Para o secretário de segurança Pública do DF, Sandro Avelar, “esta medida será de extrema importância para proteção das mulheres no Distrito Federal. A partir da publicação da portaria conjunta, daremos início a uma nova fase para implementação e expansão desse modelo. Com isso, esperamos contribuir com cada vez mais proteção às vítimas de violência doméstica, evitando a escalada da violência e, consequentemente, um desfecho indesejado. Esta é uma pauta prioritária para segurança pública e para todo o Governo do Distrito Federal (GDF), que de forma integral, inclusive com a participação da sociedade civil, tem buscado formas de enfrentar a violência de gênero”, completa Avelar.
Após a consolidação do novo modelo e do protocolo de atendimento, a entrega do dispositivo em delegacias se dará sem prejuízo do requerimento das medidas protetivas de urgência (MPU) e encaminhamento para apreciação do Judiciário. “A entrega em delegacias poderá ocorrer em casos específicos, como em tentativas de feminicídio, descumprimento de medidas protetivas e, excepcionalmente, a critério da autoridade policial, quando houver indicação de risco à vítima”, explica o delegado-geral da PCDF, Robson Cândido.
Em casos de acionamento do dispositivo, os atendimentos às vítimas incluídas no programa serão feitos pela PMDF, como explica o comandante-geral da corporação, coronel Adão Teixeira. “A viatura mais próxima da vítima será enviada, de forma prioritária, nos mesmos moldes que já ocorrem nos programas de proteção das vítimas de violência doméstica no âmbito da SSP-DF”, explica o comandante da corporação.

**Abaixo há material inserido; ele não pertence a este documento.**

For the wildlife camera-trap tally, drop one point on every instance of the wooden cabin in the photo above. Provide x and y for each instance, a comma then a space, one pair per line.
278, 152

O Programa de Segurança Preventiva Viva Flor existe desde 2017 por meio de atuação conjunta das secretarias de Segurança Pública e da Mulher, das forças de Segurança Pública (PCDF, PMDF, CBMDF), do Ministério Público, da Defensoria Pública e do Tribunal de Justiça do Distrito Federal e Territórios. Um dispositivo eletrônico, com aparência de celular, é entregue à vitima. Ele tem a função exclusiva de realizar o monitoramento e a proteção da vítima, a partir do acionamento prioritário do serviço de emergência da PMDF, por meio do Centro de Operações da corporação.
De janeiro a agosto de 2023, foram incluídas no programa 282 mulheres, por força de decisão judicial, e, atualmente, são acompanhadas um total de 380 mulheres.